Reducing Alzheimer’s Disease Burden Through Early Diagnosis and Treatment - Episode null
A discussion on the stratification of patient populations for treatment eligibility based on various decision factors.
Neil Minkoff, MD: One of the things that is good about focusing the health care system on a problem is the potential exposure to a new therapy, particularly a newer, more expensive therapy.

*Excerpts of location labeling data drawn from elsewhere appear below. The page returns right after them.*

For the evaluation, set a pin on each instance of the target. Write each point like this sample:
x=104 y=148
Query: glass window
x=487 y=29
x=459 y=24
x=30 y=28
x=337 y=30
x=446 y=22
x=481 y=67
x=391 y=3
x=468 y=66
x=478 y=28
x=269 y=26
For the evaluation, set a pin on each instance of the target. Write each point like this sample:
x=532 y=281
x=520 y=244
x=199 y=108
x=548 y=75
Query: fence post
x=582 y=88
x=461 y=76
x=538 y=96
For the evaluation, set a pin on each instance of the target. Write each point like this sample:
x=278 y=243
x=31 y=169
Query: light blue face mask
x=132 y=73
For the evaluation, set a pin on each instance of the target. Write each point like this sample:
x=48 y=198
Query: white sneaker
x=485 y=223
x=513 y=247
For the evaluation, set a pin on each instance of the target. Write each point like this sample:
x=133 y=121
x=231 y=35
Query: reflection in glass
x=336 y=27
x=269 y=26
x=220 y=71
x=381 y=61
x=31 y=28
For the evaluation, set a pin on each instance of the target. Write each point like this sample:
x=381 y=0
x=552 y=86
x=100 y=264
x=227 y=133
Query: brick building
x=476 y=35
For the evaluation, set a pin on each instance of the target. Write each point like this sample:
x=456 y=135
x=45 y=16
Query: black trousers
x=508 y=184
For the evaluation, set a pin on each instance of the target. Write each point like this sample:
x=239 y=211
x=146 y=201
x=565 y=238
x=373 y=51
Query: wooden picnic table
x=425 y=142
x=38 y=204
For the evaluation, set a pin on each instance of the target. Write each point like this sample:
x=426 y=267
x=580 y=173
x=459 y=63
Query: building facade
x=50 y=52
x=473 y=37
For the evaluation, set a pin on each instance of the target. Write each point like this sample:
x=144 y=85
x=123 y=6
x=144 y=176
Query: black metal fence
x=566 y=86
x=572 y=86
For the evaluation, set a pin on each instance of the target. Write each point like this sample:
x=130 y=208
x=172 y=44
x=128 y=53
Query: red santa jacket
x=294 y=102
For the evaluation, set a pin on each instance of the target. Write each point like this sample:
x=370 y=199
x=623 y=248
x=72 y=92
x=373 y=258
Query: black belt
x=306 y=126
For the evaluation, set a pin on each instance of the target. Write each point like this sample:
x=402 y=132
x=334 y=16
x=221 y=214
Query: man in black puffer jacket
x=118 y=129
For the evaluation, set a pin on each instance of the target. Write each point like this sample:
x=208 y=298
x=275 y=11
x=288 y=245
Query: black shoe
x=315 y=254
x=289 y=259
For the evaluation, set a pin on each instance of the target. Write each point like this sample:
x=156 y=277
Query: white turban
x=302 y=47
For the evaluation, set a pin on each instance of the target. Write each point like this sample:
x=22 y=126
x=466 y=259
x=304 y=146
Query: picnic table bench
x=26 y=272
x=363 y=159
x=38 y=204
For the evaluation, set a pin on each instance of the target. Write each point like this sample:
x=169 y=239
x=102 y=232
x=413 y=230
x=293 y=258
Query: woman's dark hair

Look at how much of a difference we started paying to, first rheumatoid arthritis, then psoriasis, then psoriatic arthritis, or the changes in the way we approach MS [multiple sclerosis]. The health care system needed to understand who gets medicine, who does not get medicine, and what we do about it. As we are now staring into a world where the problem is increasing due to the aging of the population, and we have potential DMTs [disease-modifying therapies] coming along, how do we start, a) figuring out who is going to get them, and b) making sure that is an appropriate conversation? How would you start to think about what a threshold for therapy would be? I will ask Richard to kick that off because I am assuming that some of the work you have done has been thinking about how we identify the right patient.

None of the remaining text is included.